Day or night, near "offs" and displays of brilliant driving — or simply perversely lucky recoveries — often elevate the crowd response to near manic intensity.
For many of these attendees, being a car nut must be a factor, but part of the passion has to be due to how accessible Canadian rallying is. Not only is it free to attend (even the parking), fans are also allowed to wander around the pit areas; the drivers, co-drivers, and crews are happy to talk to you; and you can watch the service crews working in their improvised pit areas between stages. That amount of interaction gives you a real sense of involvement.
Vehicles range from the high-end, professionally constructed open-class cars and factory-supported Suzuki Swifts (competing in P2), to nearly "run-what-cha-brung" home-built efforts — they're often as much the crowd favourites as the pro entries. Who wouldn't cheer for such underdog contenders as a vintage 1967 Ford Cortina in full Lotus Cortina livery, a pylon-orange 1977 Porsche 911 Targa, or even a noticeably battle-scarred Toyota Paseo?
The running of "real" vehicles has got to make it easier for the spectators to relate to than something like an open-wheel racing series.

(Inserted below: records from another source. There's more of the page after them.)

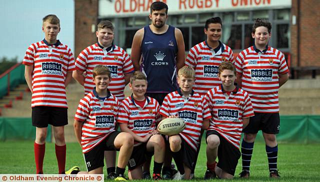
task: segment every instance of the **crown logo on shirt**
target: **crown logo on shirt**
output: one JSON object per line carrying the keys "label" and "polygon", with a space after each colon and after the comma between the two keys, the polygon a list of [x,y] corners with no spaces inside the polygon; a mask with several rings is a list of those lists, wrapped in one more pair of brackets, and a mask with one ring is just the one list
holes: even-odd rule
{"label": "crown logo on shirt", "polygon": [[162,61],[164,57],[166,57],[166,55],[164,55],[164,53],[162,53],[159,51],[158,53],[156,53],[156,54],[154,54],[154,56],[156,57],[156,59],[157,61]]}

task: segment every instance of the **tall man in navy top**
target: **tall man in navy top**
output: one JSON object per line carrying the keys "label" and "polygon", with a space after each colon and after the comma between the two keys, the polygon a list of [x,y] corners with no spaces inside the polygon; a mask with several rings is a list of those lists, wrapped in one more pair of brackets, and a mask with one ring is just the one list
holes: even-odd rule
{"label": "tall man in navy top", "polygon": [[146,95],[160,104],[166,94],[176,90],[176,73],[184,64],[182,33],[166,24],[168,12],[168,6],[164,2],[156,1],[151,4],[149,18],[152,23],[136,31],[131,51],[135,69],[146,75]]}
{"label": "tall man in navy top", "polygon": [[[149,14],[152,23],[136,32],[131,47],[134,69],[146,76],[146,95],[156,99],[160,105],[168,93],[176,90],[176,73],[184,66],[185,59],[182,33],[166,24],[168,13],[168,6],[165,3],[154,2]],[[150,160],[144,166],[144,179],[150,178],[150,172],[146,170],[150,168]]]}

You get the impression as you walk around the staging area that if you really wanted to, you could be participating next year — and you honestly could. This is a sport where 20-year-old Volkswagens and well-worn Civics can be competitive. There are several "stock" classes where big budgets are not necessarily required — the aforementioned Porsche was said to be a $4,500 eBay purchase. Just don't expect to take the overall championship.

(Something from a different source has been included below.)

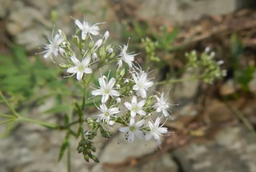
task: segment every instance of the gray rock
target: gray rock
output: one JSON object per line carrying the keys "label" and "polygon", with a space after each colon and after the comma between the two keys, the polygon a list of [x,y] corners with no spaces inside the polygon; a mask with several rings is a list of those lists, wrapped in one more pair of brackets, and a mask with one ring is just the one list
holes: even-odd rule
{"label": "gray rock", "polygon": [[219,132],[212,141],[174,151],[184,172],[256,172],[256,139],[241,126]]}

The rally program itself offers alternative forms of competition to performance rallies like Tall Pines — such as Navigation (accuracy in time and distance, not speed) and Rally Cross (the "Solo 1" of rallying) — that don't require temporarily shelving your self-preservational instincts or installing a roll cage in your daily driver.
If it's just involvement that you are seeking, much of the rally is operated by volunteers, who play such crucial roles as marshal, traffic controller and timekeeper. They can always use more help.

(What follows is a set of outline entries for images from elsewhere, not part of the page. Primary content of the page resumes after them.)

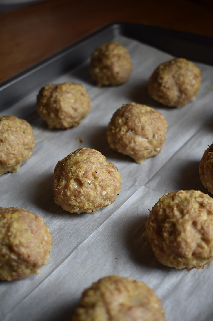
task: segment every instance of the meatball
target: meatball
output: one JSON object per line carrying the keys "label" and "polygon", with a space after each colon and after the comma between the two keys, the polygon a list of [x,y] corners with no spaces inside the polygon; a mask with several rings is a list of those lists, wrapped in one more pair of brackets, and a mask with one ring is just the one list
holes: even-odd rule
{"label": "meatball", "polygon": [[89,95],[80,84],[46,85],[37,96],[37,111],[49,128],[67,129],[77,126],[91,108]]}
{"label": "meatball", "polygon": [[112,275],[83,293],[73,321],[165,321],[159,298],[143,282]]}
{"label": "meatball", "polygon": [[107,140],[114,151],[142,164],[161,150],[167,127],[166,120],[159,111],[130,103],[113,115],[107,128]]}
{"label": "meatball", "polygon": [[0,207],[0,279],[38,274],[47,264],[52,244],[41,217],[23,208]]}
{"label": "meatball", "polygon": [[20,169],[35,146],[34,133],[28,123],[14,116],[0,117],[0,175]]}
{"label": "meatball", "polygon": [[204,152],[199,165],[199,171],[203,185],[213,194],[213,143]]}
{"label": "meatball", "polygon": [[99,152],[79,148],[58,162],[54,170],[55,202],[70,213],[92,213],[110,205],[121,190],[121,176]]}
{"label": "meatball", "polygon": [[213,259],[213,199],[200,191],[161,197],[146,227],[159,261],[176,269],[201,268]]}
{"label": "meatball", "polygon": [[127,49],[116,41],[100,46],[92,54],[90,67],[98,87],[116,86],[127,81],[132,65]]}
{"label": "meatball", "polygon": [[181,107],[194,100],[201,81],[198,67],[184,58],[162,64],[150,78],[150,96],[166,106]]}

Still, it's not hard to feel a part of the whole thing just by being there. That's the beauty of it, and that's why I go.
This was the third year that three buddies and I have attended Tall Pines. Hitting the 35/115 at around 6:15 a.m., we made it to Bancroft in time to have a quick breakfast at the Eagle's Nest Restaurant before catching the 9 a.m. ceremonial start at Rally HQ.
We went with the "VIP Package" offered by the rally organizers the first year to get a feel for the event, and have continued to do so because, well frankly, we're lazy. We paid $135 each for the convenience of being shuttled around in coaches and fed throughout the day.
Available through the Tall Pines website (www.tallpinesrally.com), the cost isn't unreasonable once you factor in the meals, snacks and the heated tent provided at the "Iron Bridge" spectator area.
Otherwise we'd have had to drive ourselves a few kilometres east of town to the bridge to catch the three daytime passes the competitors make on that stage. There's plenty of free parking in a nearby field.
Following the Iron Bridge stages it was back to HQ for the "No. 3 Service" at about 2 p.m. It's an opportunity for many fans to relax and grab some food before trekking southwest on Highway 28 to Dyno Rd. in order to catch the two nighttime runs at the Castledine's Corner spectator area. (The VIPs drive a stage in the tour bus and then have dinner before being bused to Castledine's.)
Arrive early at Castledine's, though, because the spectators' cars are parked literally for kilometres down the sides of the only access road — there'll be some walking involved. After the final "sweep" cars have gone by, it's time to head back to HQ for the finish podium and awards ceremony, plus a post-rally party.
Not for us, though. Now a little after 11 p.m., it was time for us to make our way home, where after a long day that included a 350-km round trip and many hours spent on the side of gravel roads, all we wanted was our beds.